Zane's World

Unfriendly, but Hot

I'll bet they're creaming in their brochures down at the Santa Fe Convention and Visitors Bureau.

Santa Fe is once again a prominent player in Travel + Leisure magazine's annual survey of America's favorite cities. For those who don't know, Travel + Leisure pretty much defines modern global culture. At least, that's the magazine's claim, so it must be true.

Out of 30 cities voted on by visitors to Travel + Leisure's website, Santa Fe has captured the kind of rankings that bring joy to the hearts of the interminably boring and glee to the small minds and fat wallets of status quo admirers. Santa Fe is the No. 1 city for peace and quiet, the No. 2 city for relaxing retreats and the No. 3 city for environmental friendliness and cultural getaways. That's the kind of publicity you can use to auction off your overstock of crappy condominiums with, by golly. Or to maintain the kind of tepid business climate and last-century marketing that has cemented Santa Fe's reputation as a place that, while feared by daring entrepreneurs, is great for getting a pedicure, having your picture taken with an actual Native American and still being in bed by 9 pm.

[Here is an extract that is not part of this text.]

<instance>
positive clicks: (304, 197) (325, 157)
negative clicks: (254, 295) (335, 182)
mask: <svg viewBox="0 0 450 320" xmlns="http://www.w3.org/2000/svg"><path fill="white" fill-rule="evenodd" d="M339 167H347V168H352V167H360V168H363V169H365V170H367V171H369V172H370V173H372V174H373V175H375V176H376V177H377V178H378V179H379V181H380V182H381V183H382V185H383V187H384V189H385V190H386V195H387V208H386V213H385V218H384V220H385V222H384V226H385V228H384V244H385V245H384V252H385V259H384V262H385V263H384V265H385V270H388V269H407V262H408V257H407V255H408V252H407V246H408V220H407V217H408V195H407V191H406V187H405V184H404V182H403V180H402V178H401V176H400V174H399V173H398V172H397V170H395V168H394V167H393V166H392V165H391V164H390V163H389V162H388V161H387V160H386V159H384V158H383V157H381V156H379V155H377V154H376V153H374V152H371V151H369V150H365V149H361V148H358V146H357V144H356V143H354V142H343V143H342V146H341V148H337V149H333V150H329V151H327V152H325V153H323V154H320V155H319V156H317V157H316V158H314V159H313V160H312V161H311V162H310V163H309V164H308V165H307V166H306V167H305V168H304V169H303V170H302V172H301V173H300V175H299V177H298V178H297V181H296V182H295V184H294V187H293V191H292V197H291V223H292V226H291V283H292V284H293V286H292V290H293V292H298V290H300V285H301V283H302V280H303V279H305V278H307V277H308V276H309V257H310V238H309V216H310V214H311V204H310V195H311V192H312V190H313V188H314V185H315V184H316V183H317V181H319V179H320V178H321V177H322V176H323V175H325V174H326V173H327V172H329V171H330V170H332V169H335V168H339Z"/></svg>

If you are the sort who squanders the workaday by browsing the internet when you ought to be producing value for the lagging economy, you can check out Travel + Leisure's related online features, like "City Face-Off." Pick two cities, line them up like gladiators or American Idol contestants or Facebook friends, and see which one comes out on top.

It's kind of fun to choose a city at random—say, Portland, Ore.—and see how it stacks up against Santa Fe. Apparently, people in Portland are smarter and friendlier than people in Santa Fe, but we're much better looking. They're more athletic, but we are more diverse and stylish. Attempting to empirically verify Santa Fe as a diverse and stylish city full of quiet, cantankerous, hot people, however, offers a clue that Travel + Leisure's methods may not be exactly scientific.

I'm willing to wager most voters in the favorite-cities poll have never been to most of the places they're ranking. In other words, people are voting based on preconceptions formed by, for example, Travel + Leisure magazine.

It's no accident Santa Fe is perceived as a quiet city that's good for a relaxing retreat—that's the message our visitors' bureau puts out to the rest of the world using our tax dollars. It came as a surprise to me to learn that, according to Travel + Leisure, "the heady aroma of burning piñon logs permeates the air every night in Santa Fe," but I'm sure it's considered "on message" down at the CVB.

Of course, such heady aromas probably do permeate the air of hotel lobbies every night, which is evidence that very few people visit Santa Fe—instead they visit a controlled experience punctuated by prescribed markers. There's evidence that the difference between these two Santa Fes is extreme. According to Travel + Leisure, one of Santa Fe's most tragic negatives is "big name luxury hotels." I was wholly in agreement until I realized that Travel + Leisure's opinion is that we don't have enough of them.

Let's straighten out some of these other inverted allegations about Santa Fe.

No. 1 for "peace and quiet": Not if you're staying at Hotel St. Francis on a night when The Matador, El Paseo, Evangelo's, Milagro 139, Del Charro and Catamount are in full swing. Not if you visit High Mayhem instead of the San Miguel Church. Not if you're here for Zozobra. Not if you live on Agua Fria.

No. 5 for "safety": Not if you ride a bicycle. Not if you're a woman alone at night. Not if you consider drunken drivers a hazard. Not if you think getting punched to death in a median or a park might be unsafe. Not if the primary threat to your safety is domestic violence from a licensed security guard carrying a possibly illegal firearm. Not if you live on Agua Fria.

No. 5 for "cleanliness": Not if you've ever been to an arroyo. Not if you consider the populace habitually hurling half-empty fast-food containers and beer bottles out the windows of moving cars to be messy. Not if you live on Agua Fria.

No. 9 for "ethnic food": Not unless you consider the Navajo taco to be ethnic. Not unless you've never heard of Ethiopia. Not if you live on Agua Fria.

No. 12 for "diverse": Not if you consider 94 percent white and Hispanic to be somewhat limiting. Not if you consider Asian, black and Pacific Islander populations below 2 percent to be small. Not if you know Santa Fe County only has a little more than 3 percent Native American population. Not if you live on Agua Fria.

So, Travel + Leisure readers and editors, thanks for parroting the ad dollars and reducing real, vibrant, textured, complex and problematic communities into banal generalizations and bland categories. Thanks, but no thanks.